One of the Festival Partners is Chosen Hill School, the first secondary school to ever sponsor the festival.

===2008===

====Festival directors====
- Kathy Sykes
- Mark Lythgoe

====Guest director====
- Nick Ross - Journalist, broadcaster and presenter of BBC Crimewatch

====Themes====
Some of the major topics for 2008:
- 'Taboo'
- Mental capital and wellbeing
- The sustainable world

====New features / expansion====
A larger main area, two days of free outdoor activities, and more external events around Cheltenham. Also new - the 'Talking Point' - a place to continue debates and discussions inspired in events.
The year 2008 saw the creation of SciFest, the International Science Festival, held in St Louis USA. This Science Festival was set up as a collaboration between Cheltenham Festivals and the St. Louis Science Center, in St Louis, Missouri, USA; and is run in a similar way to the UK festival on which it is based.

===2007===

====Festival directors====
- Kathy Sykes
- Mark Lythgoe

====Guest director====
- Jonathon Porritt - Chair of the UK's Sustainable Development Commission

====Themes====
Some of the major topics for 2007:
- Climate Change
- 'Perfect Humans'

===2006===

====Festival directors====
- Frank Burnet
- Kathy Sykes

====Guest Director====
No named Guest Director.

====Theme====
- Relationships - Including between humans and the planet and humans and urban spaces.

====New features / expansion====
The ExperiTent was introduced this year which was used for hands-on workshops aimed at schools and families.

===2005===

====Festival directors====
- Frank Burnet
- Kathy Sykes

====Guest director====
- David Puttnam - Film producer

====Theme====
- Other Worlds - Including developing countries, extreme environments and altered states.

===2004===

====Festival directors====
- Frank Burnet
- Kathy Sykes

====Guest director====
- Robert Winston

====Theme====
- Perception

====New features / expansion====
This year saw the introduction of a Guest Director who programmes events related to their area of interest and expertise.
The first two years saw events taking place in the Cheltenham Town Hall and the Everyman theatre.
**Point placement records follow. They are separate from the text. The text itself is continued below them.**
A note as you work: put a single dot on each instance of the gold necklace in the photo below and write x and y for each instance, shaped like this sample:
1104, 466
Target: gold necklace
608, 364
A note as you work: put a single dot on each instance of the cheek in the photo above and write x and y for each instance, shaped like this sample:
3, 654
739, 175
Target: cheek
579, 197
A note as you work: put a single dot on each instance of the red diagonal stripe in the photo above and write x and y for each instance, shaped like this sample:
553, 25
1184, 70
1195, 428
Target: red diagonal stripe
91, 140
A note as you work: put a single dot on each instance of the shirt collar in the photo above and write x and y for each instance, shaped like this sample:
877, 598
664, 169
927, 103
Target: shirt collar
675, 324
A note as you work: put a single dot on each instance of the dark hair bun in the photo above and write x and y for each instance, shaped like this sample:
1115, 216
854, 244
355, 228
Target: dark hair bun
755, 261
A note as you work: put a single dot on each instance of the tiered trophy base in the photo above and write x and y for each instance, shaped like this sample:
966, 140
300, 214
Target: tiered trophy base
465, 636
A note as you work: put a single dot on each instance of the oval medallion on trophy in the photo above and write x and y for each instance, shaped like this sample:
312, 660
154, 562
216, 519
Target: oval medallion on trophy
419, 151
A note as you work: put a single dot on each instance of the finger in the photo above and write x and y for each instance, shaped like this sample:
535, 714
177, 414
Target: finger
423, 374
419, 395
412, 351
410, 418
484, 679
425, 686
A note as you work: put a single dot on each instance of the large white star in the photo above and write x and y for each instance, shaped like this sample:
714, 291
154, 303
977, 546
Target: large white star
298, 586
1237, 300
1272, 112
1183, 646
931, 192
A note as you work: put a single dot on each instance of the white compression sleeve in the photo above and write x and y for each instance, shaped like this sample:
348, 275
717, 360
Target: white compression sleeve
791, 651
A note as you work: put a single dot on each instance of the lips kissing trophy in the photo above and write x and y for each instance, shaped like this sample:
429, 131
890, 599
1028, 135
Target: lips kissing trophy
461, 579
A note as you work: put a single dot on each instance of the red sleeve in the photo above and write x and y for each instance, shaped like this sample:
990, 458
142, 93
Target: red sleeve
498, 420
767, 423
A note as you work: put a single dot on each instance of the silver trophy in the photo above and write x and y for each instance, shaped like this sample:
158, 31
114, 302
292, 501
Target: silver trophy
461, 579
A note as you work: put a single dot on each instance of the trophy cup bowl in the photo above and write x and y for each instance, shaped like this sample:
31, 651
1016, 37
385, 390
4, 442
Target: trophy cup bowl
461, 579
This year, the Everyman was not used and instead The Arena, a large marquee built on gardens outside the Town Hall, was introduced which was used as the venue for the more popular events.

===2003===

====Festival directors====
- Frank Burnet
- Kathy Sykes

====Theme====
- Time and Space - Including exploring the cosmos, the science of ageing and the past and future of our planet.

===2002===

====Festival directors====
- Frank Burnet
- Kathy Sykes

==Cheltenham festivals==
The Cheltenham Science Festival is one of the four festivals that Cheltenham Festivals run each year. Combined with the Jazz, Music and Literature Festivals, Cheltenham Festivals host over 700 events across 12 months.